Tuti e securae têm a acepção de seguros, de livres de perigo, porém cada qual com um matiz diferenciado, específico. Tutus, que é o nominativo singular, significa seguro ou algo, alguém que está seguro no sentido de que nada tem a temer, de que não existe objetivamente nenhum perigo que lhe possa sobrevir, não temendo, portanto, a nenhuma situação hostil, a nenhum mal iminente. Já securus é a pessoa segura que nada teme por se julgar livre de perigo, mas tal isenção de perigo é subjetiva, só existe na cabeça dela, ou seja, é uma seguridade aparente e não real, objetiva, como a do tutus. Ao contrário deste que não corre perigo, o securus pode correr, mas não o sabe, mas ignora, por julgar que sempre está livre de qualquer situação desastrada.
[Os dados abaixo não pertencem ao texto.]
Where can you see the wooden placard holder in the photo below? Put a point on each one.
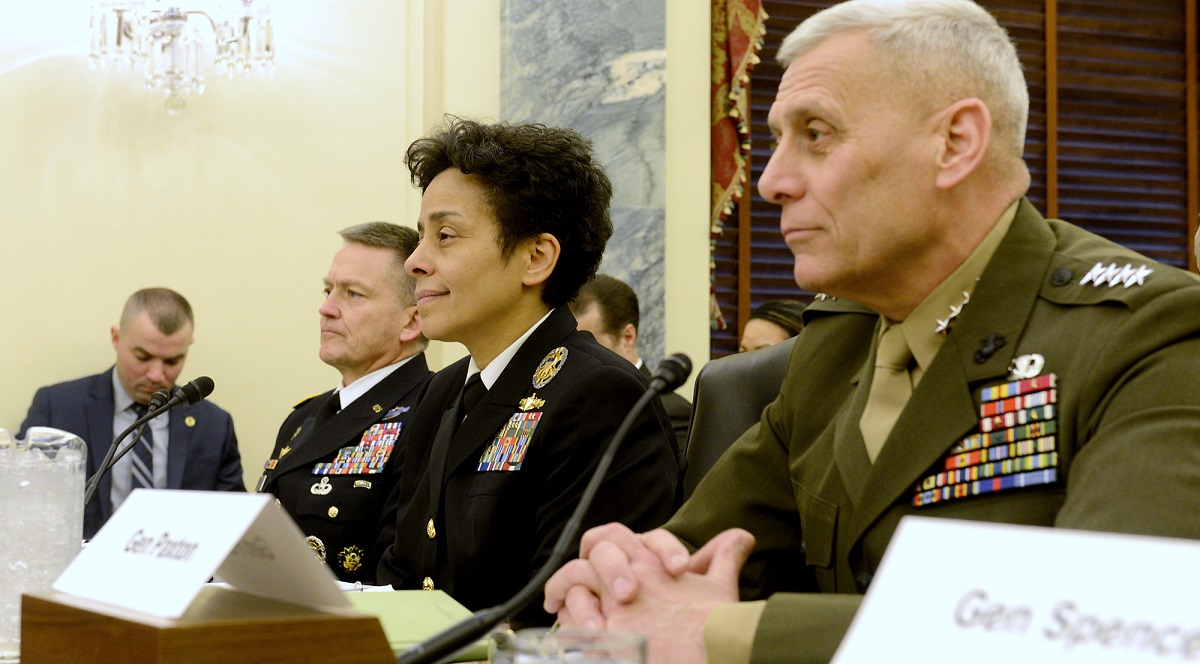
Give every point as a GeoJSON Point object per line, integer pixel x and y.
{"type": "Point", "coordinates": [222, 624]}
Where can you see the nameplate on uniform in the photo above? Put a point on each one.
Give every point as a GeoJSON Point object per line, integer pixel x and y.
{"type": "Point", "coordinates": [162, 546]}
{"type": "Point", "coordinates": [1003, 593]}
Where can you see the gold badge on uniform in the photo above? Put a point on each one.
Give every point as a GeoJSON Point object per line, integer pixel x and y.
{"type": "Point", "coordinates": [531, 402]}
{"type": "Point", "coordinates": [549, 368]}
{"type": "Point", "coordinates": [317, 546]}
{"type": "Point", "coordinates": [322, 488]}
{"type": "Point", "coordinates": [351, 558]}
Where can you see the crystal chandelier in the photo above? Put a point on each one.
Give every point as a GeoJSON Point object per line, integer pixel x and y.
{"type": "Point", "coordinates": [167, 42]}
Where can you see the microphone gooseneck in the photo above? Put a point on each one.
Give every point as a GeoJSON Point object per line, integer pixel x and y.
{"type": "Point", "coordinates": [671, 372]}
{"type": "Point", "coordinates": [192, 393]}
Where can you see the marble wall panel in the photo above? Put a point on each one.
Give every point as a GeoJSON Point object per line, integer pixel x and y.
{"type": "Point", "coordinates": [599, 66]}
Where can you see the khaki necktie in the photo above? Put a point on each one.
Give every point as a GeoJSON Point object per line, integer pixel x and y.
{"type": "Point", "coordinates": [891, 389]}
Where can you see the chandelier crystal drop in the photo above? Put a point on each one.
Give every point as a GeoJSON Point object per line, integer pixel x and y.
{"type": "Point", "coordinates": [167, 42]}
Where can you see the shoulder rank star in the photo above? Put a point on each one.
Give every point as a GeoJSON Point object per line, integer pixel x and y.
{"type": "Point", "coordinates": [531, 402]}
{"type": "Point", "coordinates": [1113, 275]}
{"type": "Point", "coordinates": [549, 368]}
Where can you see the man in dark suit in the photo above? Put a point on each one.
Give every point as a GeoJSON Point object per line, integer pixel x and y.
{"type": "Point", "coordinates": [514, 220]}
{"type": "Point", "coordinates": [607, 307]}
{"type": "Point", "coordinates": [973, 360]}
{"type": "Point", "coordinates": [191, 447]}
{"type": "Point", "coordinates": [337, 455]}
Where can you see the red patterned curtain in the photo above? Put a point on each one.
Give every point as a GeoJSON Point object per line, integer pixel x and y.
{"type": "Point", "coordinates": [738, 29]}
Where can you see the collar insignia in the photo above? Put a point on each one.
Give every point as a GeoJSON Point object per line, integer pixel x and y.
{"type": "Point", "coordinates": [1026, 366]}
{"type": "Point", "coordinates": [549, 368]}
{"type": "Point", "coordinates": [943, 325]}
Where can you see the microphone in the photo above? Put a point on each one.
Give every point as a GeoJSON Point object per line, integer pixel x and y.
{"type": "Point", "coordinates": [192, 393]}
{"type": "Point", "coordinates": [161, 402]}
{"type": "Point", "coordinates": [670, 374]}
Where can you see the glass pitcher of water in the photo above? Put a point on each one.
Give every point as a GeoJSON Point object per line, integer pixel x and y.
{"type": "Point", "coordinates": [41, 521]}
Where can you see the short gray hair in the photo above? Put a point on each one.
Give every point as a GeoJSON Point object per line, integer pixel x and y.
{"type": "Point", "coordinates": [401, 240]}
{"type": "Point", "coordinates": [167, 309]}
{"type": "Point", "coordinates": [955, 42]}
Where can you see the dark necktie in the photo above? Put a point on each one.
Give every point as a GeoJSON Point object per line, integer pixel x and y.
{"type": "Point", "coordinates": [891, 389]}
{"type": "Point", "coordinates": [143, 454]}
{"type": "Point", "coordinates": [328, 410]}
{"type": "Point", "coordinates": [472, 394]}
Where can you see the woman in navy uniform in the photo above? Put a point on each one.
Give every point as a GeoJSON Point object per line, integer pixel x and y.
{"type": "Point", "coordinates": [514, 221]}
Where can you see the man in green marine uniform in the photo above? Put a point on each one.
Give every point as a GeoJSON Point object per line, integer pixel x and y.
{"type": "Point", "coordinates": [971, 359]}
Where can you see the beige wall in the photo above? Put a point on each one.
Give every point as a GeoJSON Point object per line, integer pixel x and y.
{"type": "Point", "coordinates": [237, 203]}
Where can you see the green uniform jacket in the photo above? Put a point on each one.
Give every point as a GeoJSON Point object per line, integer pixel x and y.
{"type": "Point", "coordinates": [1127, 362]}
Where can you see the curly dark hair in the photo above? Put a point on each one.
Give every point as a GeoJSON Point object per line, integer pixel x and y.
{"type": "Point", "coordinates": [537, 179]}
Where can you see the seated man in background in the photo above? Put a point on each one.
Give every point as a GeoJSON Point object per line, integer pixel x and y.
{"type": "Point", "coordinates": [191, 447]}
{"type": "Point", "coordinates": [898, 166]}
{"type": "Point", "coordinates": [514, 221]}
{"type": "Point", "coordinates": [337, 456]}
{"type": "Point", "coordinates": [607, 307]}
{"type": "Point", "coordinates": [772, 322]}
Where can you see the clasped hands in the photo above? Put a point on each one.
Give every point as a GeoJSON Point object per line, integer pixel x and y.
{"type": "Point", "coordinates": [649, 584]}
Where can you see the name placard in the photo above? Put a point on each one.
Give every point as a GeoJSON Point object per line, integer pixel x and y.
{"type": "Point", "coordinates": [987, 592]}
{"type": "Point", "coordinates": [162, 546]}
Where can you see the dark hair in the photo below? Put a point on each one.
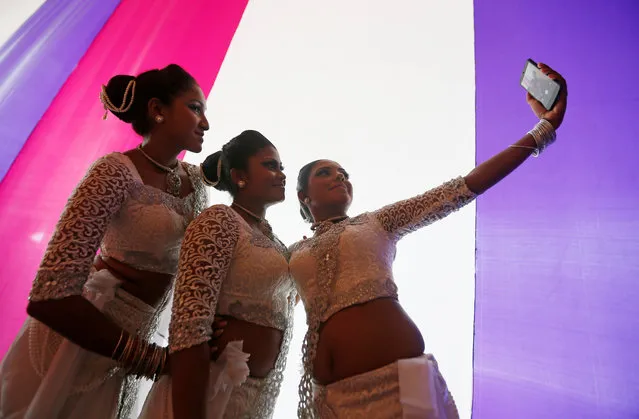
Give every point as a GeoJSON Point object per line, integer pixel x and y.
{"type": "Point", "coordinates": [234, 155]}
{"type": "Point", "coordinates": [302, 186]}
{"type": "Point", "coordinates": [165, 84]}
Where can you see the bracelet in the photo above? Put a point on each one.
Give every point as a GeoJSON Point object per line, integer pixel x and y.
{"type": "Point", "coordinates": [544, 134]}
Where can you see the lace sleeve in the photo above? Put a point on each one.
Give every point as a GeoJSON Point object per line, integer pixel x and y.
{"type": "Point", "coordinates": [411, 214]}
{"type": "Point", "coordinates": [78, 234]}
{"type": "Point", "coordinates": [205, 258]}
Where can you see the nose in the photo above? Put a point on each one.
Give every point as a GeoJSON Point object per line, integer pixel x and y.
{"type": "Point", "coordinates": [204, 123]}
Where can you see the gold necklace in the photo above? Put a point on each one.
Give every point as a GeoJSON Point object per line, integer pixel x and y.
{"type": "Point", "coordinates": [173, 180]}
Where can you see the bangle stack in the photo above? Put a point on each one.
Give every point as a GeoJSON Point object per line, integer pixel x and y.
{"type": "Point", "coordinates": [140, 358]}
{"type": "Point", "coordinates": [544, 134]}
Para exemplificar: um homem sem inimigos está tutus, está objetiva e realmente isento de tal perigo. Agora, aquele homem que tem inimigos, mas que julga estar protegido de seus ataques por morar longe ou ter seguranças, está securus, mas jamais tutus.
As duas passagens latinas acima, então, pelo que vimos, devem, assim, ser entendidas:
"...Nem a turba suplicante temia o semblante de seu juíz, mas estavam seguros sem protetor", ou seja, objetivamente estavam livres de perigo.
"Sem emprego de soldado, os povos seguros gozavam doces ócios", ou seja, tais povos nada temiam por julgarem-se subjetivamente livres de perigo.
Tutus vem do verbo latino tueri = ver, olhar, e depois, observar. Então, o tutus é aquele que está objetivamente isento de perigo por ser visto, ser protegido, por alguém. Passou para a língua portuguesa, como em tutor = aquele que legalmente é obrigado a tutelar alguém. Já securus é palavra composta de se = sem + cura = cuidado, inquietação: é o que está livre de cuidados ou inquietações. Esta mesma palavra passou para o português, seguro, sofrendo apenas a sonorização do c, fonema surdo, pelo g, fonema homorgânico sonoro.